The bottom line, according to the President, is that fixing South Africa’s basic education system cannot be dismissed as “the government’s problem” by any serious business. This isn’t a case of feel-good gestures or the easing of social consciences – it’s an economic necessity. It is the centrepiece of the NDP. “We cannot grow the economy, or hope to provide economic opportunity to all our citizens, without radical improvement in the quality of education. Funding the NECT may count as corporate social investment, but it is really an investment in long-term business sustainability and economic stability.”

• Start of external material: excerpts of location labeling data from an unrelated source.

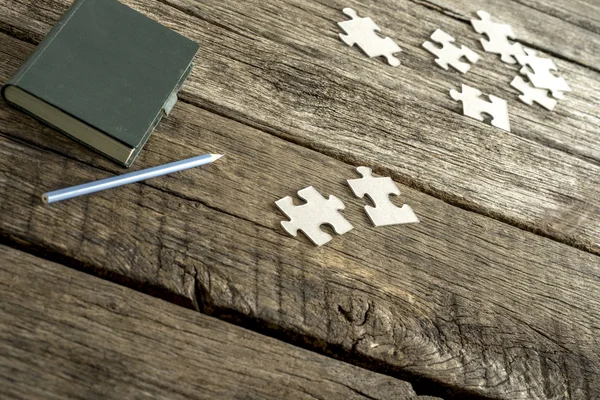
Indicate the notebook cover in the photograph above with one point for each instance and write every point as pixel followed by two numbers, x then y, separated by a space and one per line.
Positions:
pixel 109 66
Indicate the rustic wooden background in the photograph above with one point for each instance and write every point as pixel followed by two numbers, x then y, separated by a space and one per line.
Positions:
pixel 495 294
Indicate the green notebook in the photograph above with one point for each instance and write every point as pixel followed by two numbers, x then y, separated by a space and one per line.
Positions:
pixel 104 75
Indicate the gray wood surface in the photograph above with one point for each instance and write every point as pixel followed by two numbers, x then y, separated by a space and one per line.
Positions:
pixel 280 66
pixel 68 335
pixel 459 299
pixel 463 302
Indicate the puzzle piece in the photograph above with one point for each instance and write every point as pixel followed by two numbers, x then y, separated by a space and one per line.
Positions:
pixel 379 190
pixel 450 54
pixel 531 94
pixel 309 217
pixel 474 106
pixel 361 31
pixel 498 35
pixel 542 76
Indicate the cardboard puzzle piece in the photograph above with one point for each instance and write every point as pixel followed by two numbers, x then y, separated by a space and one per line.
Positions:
pixel 362 32
pixel 498 35
pixel 474 106
pixel 542 76
pixel 531 94
pixel 309 217
pixel 379 190
pixel 449 54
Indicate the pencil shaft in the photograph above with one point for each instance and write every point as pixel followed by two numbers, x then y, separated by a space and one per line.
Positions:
pixel 137 176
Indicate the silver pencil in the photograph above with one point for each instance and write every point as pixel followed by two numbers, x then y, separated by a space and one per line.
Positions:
pixel 109 183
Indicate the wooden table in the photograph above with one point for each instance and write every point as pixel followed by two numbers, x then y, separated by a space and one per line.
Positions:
pixel 495 294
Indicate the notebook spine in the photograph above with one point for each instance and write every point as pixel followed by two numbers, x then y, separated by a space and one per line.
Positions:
pixel 39 50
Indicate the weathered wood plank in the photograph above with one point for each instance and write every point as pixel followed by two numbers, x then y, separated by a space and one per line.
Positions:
pixel 276 65
pixel 566 28
pixel 68 335
pixel 459 299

Intermediate Phase CAPS training underway

The Curriculum and Assessment Policy Statement (CAPS) for the Intermediate Phase (grades 4 to 6) and Grade 11 will be introduced in all schools in 2013, and already the system is being prepared for this important change to the curriculum. 


The Department of Basic Education (DBE) is currently orientating hundreds of  provincial and district subject advisors, for all subjects, on the changes that will be introduced so that implementation of CAPS in schools is strengthened.



Following the introduction of CAPS in the Foundation Phase and Grade 10 this year, preparations are progressing swiftly to ensure that the introduction of the second phase goes smoothly in 2013.


The DBE has gathered subject advisers for the Intermediate Phase from every district across South Africa in Johannesburg for the Orientation Programme. These advisers will then go on to orientate teachers to the content, assessment, teaching methodology, resources and management of classrooms in CAPS in their own districts.


More than 1000 Intermediate Phase subject advisers, from all nine provinces, are being orientated in this process, which is scheduled to last for four weeks. Provinces have been clustered into groupings of three to ensure that the training runs smoothly and so that enough time is spent on practical application of what the changes will mean to teachers in the classroom.  The training is held over five days per week.


The DBE has developed a manual and resource pack that is issued to  each subject adviser , which is to be used for training the teachers.


“There will be one orientation manual for each subject, which the subject advisers will use for training and pass on to teachers in their districts,” said Ms Jenny Kinnear, Director for Schools Curriculum, General Education and Training.


“We are trying to avoid dilution of the message that needs to go to all teachers on the requirements of CAPS as well as ensure that the same policies and materials are used in schools.  There will be no localisation of these manuals.”


“In this way principals and school management teams will receive the same information on CAPS so that the management of CAPS is strengthened too.  In fact all stakeholders involved in the training and support of teachers will have the same manual and requirements that will be used to effectively implement CAPS.” 


At the same time, DBE FET subject advisors are doing the orientation of their provincial and district subject advisors for all subjects in Grade 11.  By the end of their three week orientation, they would have orientated close to 2 100 officials across all provinces. 


For the first time, the DBE has experienced high levels of confidence and commitment from provincial and district officials as they prepare to go out and support teachers. 


The Department of Basic Education aims to have every Intermediate Phase teacher in the country trained and prepared for the introduction of CAPS before 2013. To ensure that teachers are sufficiently trained, the DBE will be sending out monitoring teams to ensure that training takes place at a district level and inputs from these visits will be used to further strengthen training for the introduction of CAPS in the Senior Phase, which is scheduled for 2014.